The first round of the election took place on April 18.  In a traditionally solidly Republican district, Democrat Jon Ossoff won 48 percent of the vote in a crowded field.  The second place finisher was Republican Karen Handel with 19 percent. 

Most of the rest of the vote was divided among other Republicans.  That’s not surprising, because they were all vying to be the GOP winner or at least the survivor getting to a run-off in the belief, correct as it turned out, that a Republican would hold the naturally GOP district.

If Georgia used the Maine system, with a plurality winner and no second round, Ossoff might have lost if the GOP had put up just one candidate, probably after holding a primary.  He might have won only if there had been a third candidate.

The total participation in the April round was 192,569.

If Georgia used ranked-choice voting, it’s also possible the Republican candidate would have won.  She might have been the second choice of all of the other Republicans, giving her 98,196 to Ossoff’s Democratic 94,201 votes, composed of his own and the second choice votes of the other Democratic voters.  (There were a handful of independent voters, so numbers don’t exactly add up.)

Handel would have had 51 percent to Ossoff’s 49 percent.

But it is also possible that, with a plethora of GOP hopefuls, Handel might not have picked up enough second choice votes to win or to win by more than a plurality.  The only way she could win a majority if she did not get all the second-choice voters she needed was to simply dump some votes and voters from the count. 

That’s how ranked-choice voting can work.  It can turn a real plurality into a phony majority by eliminating some voters.

But Georgia does not use ranked-choice voting.  In fact, no state does.  Like 10 other states, it uses a run-off.  It was held on June 20.

Handel won 52 percent of the vote and Ossoff held his 48 percent.  She won.
The number of participants was 259,486.  That’s 35 percent more than in the first round.  So much for any claim that run-offs inevitably have lower turnouts.   
Run-offs can do better for participation and democracy than ranked-choice voting.

What does Georgia show that may be relevant to Maine’s consideration of voting?

First, the plurality system may produce a different result from either a run-off or ranked choice voting.  So the threshold question is whether Mainer wants to abandon plurality elections.  That’s probably the first question that ought to be put to voters and that would require a constitutional amendment.

Second, if Maine voters want change, they should consider the widely used run-off as well as the new and untried ranked-choice voting.  After a favorable vote to amend the Constitution, they could make this choice.

Third, nobody is dropped from the voting process by the run-off system, but votes are eliminated in ranked-choice voting.

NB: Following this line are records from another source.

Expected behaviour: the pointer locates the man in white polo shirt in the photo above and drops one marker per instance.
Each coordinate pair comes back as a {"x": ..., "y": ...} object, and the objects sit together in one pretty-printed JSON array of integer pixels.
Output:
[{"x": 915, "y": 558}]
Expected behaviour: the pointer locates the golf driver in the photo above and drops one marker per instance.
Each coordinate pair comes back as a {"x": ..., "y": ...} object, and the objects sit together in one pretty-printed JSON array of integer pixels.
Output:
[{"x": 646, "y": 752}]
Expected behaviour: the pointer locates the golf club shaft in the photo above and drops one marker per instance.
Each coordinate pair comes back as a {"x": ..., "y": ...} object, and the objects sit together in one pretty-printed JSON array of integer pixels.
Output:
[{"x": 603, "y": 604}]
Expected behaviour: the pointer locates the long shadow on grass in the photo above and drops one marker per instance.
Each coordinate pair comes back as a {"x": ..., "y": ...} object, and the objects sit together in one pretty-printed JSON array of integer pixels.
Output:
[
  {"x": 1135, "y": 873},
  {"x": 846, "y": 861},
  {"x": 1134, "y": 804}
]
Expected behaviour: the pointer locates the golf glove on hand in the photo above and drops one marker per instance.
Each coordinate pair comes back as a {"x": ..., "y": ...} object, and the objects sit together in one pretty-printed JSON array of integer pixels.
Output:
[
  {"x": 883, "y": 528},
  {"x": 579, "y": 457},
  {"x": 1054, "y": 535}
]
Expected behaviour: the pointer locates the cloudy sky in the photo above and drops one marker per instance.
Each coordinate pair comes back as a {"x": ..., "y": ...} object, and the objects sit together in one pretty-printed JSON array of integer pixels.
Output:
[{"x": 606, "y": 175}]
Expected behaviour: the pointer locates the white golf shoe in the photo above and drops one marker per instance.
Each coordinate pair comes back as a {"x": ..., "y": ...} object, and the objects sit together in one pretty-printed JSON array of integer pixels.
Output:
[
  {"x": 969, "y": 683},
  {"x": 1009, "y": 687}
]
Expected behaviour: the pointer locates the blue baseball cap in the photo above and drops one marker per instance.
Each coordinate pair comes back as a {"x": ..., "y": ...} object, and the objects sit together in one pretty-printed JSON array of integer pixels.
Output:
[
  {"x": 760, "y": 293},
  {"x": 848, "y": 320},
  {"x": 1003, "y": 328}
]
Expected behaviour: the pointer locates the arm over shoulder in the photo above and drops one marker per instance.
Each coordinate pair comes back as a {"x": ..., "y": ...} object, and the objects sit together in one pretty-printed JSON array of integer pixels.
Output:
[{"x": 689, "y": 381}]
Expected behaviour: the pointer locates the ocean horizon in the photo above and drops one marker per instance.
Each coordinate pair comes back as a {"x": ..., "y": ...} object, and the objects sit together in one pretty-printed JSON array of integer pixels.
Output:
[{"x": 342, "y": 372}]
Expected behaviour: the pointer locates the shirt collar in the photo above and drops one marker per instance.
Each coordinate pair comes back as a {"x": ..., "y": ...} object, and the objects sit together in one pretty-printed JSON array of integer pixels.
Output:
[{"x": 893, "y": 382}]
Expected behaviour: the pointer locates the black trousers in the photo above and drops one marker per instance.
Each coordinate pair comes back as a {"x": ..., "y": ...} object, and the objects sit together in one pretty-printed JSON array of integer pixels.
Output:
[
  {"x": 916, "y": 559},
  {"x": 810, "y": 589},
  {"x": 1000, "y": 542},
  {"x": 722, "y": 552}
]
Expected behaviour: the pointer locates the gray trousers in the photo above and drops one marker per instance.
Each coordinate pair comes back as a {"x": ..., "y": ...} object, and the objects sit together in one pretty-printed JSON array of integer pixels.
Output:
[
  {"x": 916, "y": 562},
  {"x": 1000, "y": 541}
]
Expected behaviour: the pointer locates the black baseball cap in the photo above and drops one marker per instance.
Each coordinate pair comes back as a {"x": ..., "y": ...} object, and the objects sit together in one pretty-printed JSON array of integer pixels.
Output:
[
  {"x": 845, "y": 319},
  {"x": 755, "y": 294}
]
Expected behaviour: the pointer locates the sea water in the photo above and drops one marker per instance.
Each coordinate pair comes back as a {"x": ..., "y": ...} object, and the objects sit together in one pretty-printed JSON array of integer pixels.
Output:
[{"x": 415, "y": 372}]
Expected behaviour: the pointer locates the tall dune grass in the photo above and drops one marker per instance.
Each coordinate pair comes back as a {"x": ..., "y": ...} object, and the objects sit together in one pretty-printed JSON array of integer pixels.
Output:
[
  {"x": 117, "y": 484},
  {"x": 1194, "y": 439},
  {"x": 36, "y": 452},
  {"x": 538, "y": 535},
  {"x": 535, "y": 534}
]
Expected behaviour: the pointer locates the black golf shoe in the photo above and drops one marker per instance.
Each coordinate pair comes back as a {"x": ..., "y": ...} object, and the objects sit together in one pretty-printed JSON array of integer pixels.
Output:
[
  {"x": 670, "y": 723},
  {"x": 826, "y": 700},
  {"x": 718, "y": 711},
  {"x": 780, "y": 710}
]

Fourth, ranked-choice voting is more costly than a run-off, according to the Secretary of State.

Fifth, the winner is selected after a clear contest between candidates by using either the plurality or the run-off, while the computer makes the choice, hidden from voters, in ranked-choice voting.  Plurality and run-offs depend on campaigns designed to convince voters not a short-cut counting system.

Finally, Mainers should avoid seeing the need for ranked-choice voting in terms of the elections of Gov. LePage or Gov. Baldacci.  Any change would last decades or centuries with unknown results.